How I Stay Organized

I post a lot of articles on student productivity. As followers of the Straight-A Method understand, I don’t mean to suggest that you adopt all of this advice. I view it more as an armory. Before heading onto the battleground of the college semester, you must arm yourself with a sampling of these strategies — every student has their own unique mix of tips and systems that works best; their very own productivity special sauce, if you will.

In this post I will briefly describe the motley collection of strategies that are keeping me organized during this semester. (Emphasis on “this” semester, as I change up these habits throughout the year to best meet my needs.)

I hope revealing my particular brand of productivity secret sauce will help you figure out the best combination of strategies that will keep you in fighting shape.

How I Wrangle My Tasks and Schedule

Getting Things Done for College Students
I employ the GTDCS system for staying on top of my daily demands. Like classic GTD, this approach is based around capturing all action items and processing them efficiently. Unlike the original system, however, it has some added magic to help deal with the tight-deadline school work that dominates student life.

Time Blocking
I hate to-do lists. I always try to work with a schedule that assigns specific work to specific times. I’ve been doing this long enough to realize how long work really takes me, so I tend to start things pretty early.

The Autopilot Schedule
Without an autopilot schedule I think I would drown in the sea of small but time-consuming tasks generated by my classes. Fixing regular work to regular days and times is absolutely crucial to my sanity.

How I Handle My Classes

The Morse-Code Note Taking System
The raw speed of this note-taking system has been a huge help in handling the large amount of reading that I need to be familar with — but not necessarily master — each week for my art history seminar.

Paper Research Database
As I ramp up on another major research paper for class, my excel-based quote database method is soon to make another star appearance.

The ESS Method
I am constitutionally incapable of working on school assignments in long, uninterrupted stretches. I swear by the ESS method, which breaks everything up into small chunks spread over time. For a recent two-page paper, for example, I the work was accomplished in well over a dozen different sittings (none more than two hours, many much less.)

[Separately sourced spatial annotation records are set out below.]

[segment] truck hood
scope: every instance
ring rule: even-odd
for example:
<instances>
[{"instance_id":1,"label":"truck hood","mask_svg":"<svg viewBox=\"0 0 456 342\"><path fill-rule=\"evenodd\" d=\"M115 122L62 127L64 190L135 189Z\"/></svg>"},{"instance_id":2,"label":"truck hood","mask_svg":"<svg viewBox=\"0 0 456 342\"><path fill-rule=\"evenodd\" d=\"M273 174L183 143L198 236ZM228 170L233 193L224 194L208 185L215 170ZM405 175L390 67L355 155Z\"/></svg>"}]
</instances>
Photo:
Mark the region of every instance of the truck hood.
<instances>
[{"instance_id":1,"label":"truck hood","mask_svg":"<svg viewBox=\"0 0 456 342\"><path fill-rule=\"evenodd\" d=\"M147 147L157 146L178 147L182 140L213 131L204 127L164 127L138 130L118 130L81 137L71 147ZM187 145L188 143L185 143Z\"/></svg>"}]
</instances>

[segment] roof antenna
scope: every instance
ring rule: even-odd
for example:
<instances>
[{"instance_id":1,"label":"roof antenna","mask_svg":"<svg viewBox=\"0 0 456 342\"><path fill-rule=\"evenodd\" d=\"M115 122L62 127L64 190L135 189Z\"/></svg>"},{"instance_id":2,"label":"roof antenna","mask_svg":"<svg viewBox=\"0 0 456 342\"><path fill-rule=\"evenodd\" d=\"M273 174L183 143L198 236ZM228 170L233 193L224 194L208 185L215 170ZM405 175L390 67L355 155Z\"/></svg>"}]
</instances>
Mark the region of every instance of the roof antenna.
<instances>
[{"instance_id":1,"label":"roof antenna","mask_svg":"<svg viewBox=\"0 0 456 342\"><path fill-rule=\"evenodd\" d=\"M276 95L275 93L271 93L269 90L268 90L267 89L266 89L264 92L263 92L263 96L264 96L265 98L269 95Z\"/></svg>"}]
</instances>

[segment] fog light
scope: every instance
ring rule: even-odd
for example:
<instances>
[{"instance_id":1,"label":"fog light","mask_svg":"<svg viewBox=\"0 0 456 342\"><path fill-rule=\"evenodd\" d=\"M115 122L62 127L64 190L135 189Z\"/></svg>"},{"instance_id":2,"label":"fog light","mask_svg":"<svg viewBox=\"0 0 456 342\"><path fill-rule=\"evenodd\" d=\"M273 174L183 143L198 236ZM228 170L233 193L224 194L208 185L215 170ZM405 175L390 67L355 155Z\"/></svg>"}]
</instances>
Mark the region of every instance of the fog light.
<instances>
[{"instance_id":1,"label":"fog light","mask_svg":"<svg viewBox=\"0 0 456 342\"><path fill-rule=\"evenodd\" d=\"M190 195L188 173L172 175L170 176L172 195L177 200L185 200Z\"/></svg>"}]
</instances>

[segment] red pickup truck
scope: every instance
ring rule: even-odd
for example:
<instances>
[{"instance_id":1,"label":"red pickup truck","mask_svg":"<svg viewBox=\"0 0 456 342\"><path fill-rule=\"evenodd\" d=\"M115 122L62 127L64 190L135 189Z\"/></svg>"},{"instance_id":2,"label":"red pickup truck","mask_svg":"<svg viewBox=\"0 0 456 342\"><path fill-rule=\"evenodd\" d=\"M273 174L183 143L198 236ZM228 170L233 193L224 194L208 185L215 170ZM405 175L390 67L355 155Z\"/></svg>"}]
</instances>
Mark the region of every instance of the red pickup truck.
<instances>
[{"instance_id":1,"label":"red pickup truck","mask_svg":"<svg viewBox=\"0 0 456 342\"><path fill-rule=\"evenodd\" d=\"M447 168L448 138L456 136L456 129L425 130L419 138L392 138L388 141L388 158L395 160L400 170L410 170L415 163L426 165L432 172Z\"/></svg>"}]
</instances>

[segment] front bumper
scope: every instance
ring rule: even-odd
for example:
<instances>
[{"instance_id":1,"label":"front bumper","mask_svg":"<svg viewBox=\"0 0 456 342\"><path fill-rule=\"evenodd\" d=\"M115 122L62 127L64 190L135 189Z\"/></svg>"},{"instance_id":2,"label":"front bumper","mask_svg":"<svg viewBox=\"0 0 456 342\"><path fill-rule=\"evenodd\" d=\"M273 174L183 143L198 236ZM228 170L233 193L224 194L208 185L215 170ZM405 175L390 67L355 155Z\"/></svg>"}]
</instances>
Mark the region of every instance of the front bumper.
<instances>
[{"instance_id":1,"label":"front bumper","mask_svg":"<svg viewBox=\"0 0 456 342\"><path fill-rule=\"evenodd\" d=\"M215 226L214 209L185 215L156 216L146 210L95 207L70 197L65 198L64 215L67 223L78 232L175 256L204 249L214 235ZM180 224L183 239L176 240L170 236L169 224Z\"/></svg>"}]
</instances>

How I Manage the Big Picture

The Einstein Principle
I am constantly trying to narrow down my focus so that in both my academic and writer life, I am putting in enough hard effort on one thing that I can actually get somewhere worth getting.

The Steve Martin Method
As a corollary to Dr. Einstein, I have become obsessed, recently, with Steve Martin’s idea that the key to “success” is “being so good they can’t ignore you.” A big result from this mindset: I spend less time looking for my “big break.” Instead, I try to fix myself in a venue where skill will be rewarded, and then keep producing until my skill level gets to that point. (More on this later…)

The Art of the Finish
Once you deem something important (and this, according to the Einstein principle, should be a high bar to leap) you have to become obsessed about finishing it. I try as hard as possible to build these obsessions. By forcing myself to finish a small number of active projects before beginning any that are new, I’m slow instilling this discipline.

How I Stay Happy

Fixed-Schedule Productivity
I’m a big believer in working backwards when it comes to stress and work habits: Fix the lifestyle you want, then start making the changes you need to get there (be it better life hacks or drastic simplification to your obligations). Fixed-schedule productivity is how I integrate this philosophy into my daily work schedule.

Proactive Happiness
Happiness takes work. I didn’t realize this in college. But I’ve come to appreciate it more and more as I get older. I now go out of my way to forcefully integrate many of these principles into my daily routine. My thought: life will never be perfect, so stop focusing on what you wish you had, and starting getting the most out of what you do.